И это было правдой. Когда они наконец оказались наверху, на узкой смотровой площадке с перилами, они забыли про только что пережитый подъем, про боль в ногах, про ноги и вообще про все на свете. Они шли вдоль перил, обходя башню по кругу и осматривая город со всех сторон. Крошечные домишки внизу, серая и мрачная Нева, Александрийский театр, купола далеких соборов, заводские трубы и застывшие подъемные краны, которые так и не успели завершить строительство. И ни одного человека там, внизу. Ни одного признака жизни, движения. Даже деревья как будто застыли и не хотели шевелиться, замерли, уснули вечным холодным сном. Низкие серые облака нависли над городом, солнце садилось, и Петербург готовился погрузиться во тьму. Наступит ночь, и ни одного огня не зажжется там, внизу.

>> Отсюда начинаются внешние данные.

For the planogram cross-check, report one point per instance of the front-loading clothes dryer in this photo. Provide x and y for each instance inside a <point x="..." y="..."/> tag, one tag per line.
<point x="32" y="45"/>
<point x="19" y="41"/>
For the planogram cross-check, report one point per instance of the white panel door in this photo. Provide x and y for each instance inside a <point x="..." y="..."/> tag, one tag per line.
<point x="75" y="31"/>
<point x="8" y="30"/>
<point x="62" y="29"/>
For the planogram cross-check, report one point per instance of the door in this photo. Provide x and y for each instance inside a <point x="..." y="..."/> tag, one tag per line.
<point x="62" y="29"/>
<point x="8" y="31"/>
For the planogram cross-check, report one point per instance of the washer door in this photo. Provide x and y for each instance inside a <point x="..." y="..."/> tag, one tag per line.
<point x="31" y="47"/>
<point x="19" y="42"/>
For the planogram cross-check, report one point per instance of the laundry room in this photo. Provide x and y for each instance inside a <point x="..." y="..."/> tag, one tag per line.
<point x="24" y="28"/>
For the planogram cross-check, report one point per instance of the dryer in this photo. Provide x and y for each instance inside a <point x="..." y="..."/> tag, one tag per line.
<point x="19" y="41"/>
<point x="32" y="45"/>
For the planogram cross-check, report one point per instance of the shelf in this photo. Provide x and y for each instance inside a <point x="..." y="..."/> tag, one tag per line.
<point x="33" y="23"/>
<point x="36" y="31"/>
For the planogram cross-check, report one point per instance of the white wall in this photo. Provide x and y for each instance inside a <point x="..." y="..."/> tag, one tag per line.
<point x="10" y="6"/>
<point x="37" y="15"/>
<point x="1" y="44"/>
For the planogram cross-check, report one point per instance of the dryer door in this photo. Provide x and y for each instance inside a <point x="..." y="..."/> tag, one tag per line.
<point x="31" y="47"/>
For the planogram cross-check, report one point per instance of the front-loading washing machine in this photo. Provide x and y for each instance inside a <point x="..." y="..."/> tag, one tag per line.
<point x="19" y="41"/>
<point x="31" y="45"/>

Юля прислонилась к колонне и смотрела на дрожащие воды Невы вдалеке. Она улыбалась. Она была потрясена величием и красотой этого огромного города, такого прекрасного и такого гармоничного. Этот город словно жил своей жизнью, даже сейчас, без людей. Он словно был самостоятельным организмом, самодостаточным и сильным. Он заряжал энергией, он вселял веру.

– Красиво, правда? – прошептал Саша где-то над ухом. – Я даже не думал, что будет так здорово. Просто дух захватывает!

И в его голосе Юля услышала то, что билось в ее собственном сердце, и она поняла, что они чувствуют сейчас одно и то же.

– Красиво… – отозвалась Юля. Внезапный порыв ледяного ветра коснулся ее лица и шеи, Юля вздрогнула и добавила, поежившись: – Только вот холодно.

И Саша, ничего не говоря, обнял ее сзади, защищая от ветра. А Юля поразилась тому, как Саша может быть одновременно таким пошлым идиотом, и в то же время таким милым и заботливым парнем. В его объятии не было никакого намека на романтику – он действительно хотел согреть ее. И в то же время в нем что-то все же было, в этом объятии. Но Юля не знала, что.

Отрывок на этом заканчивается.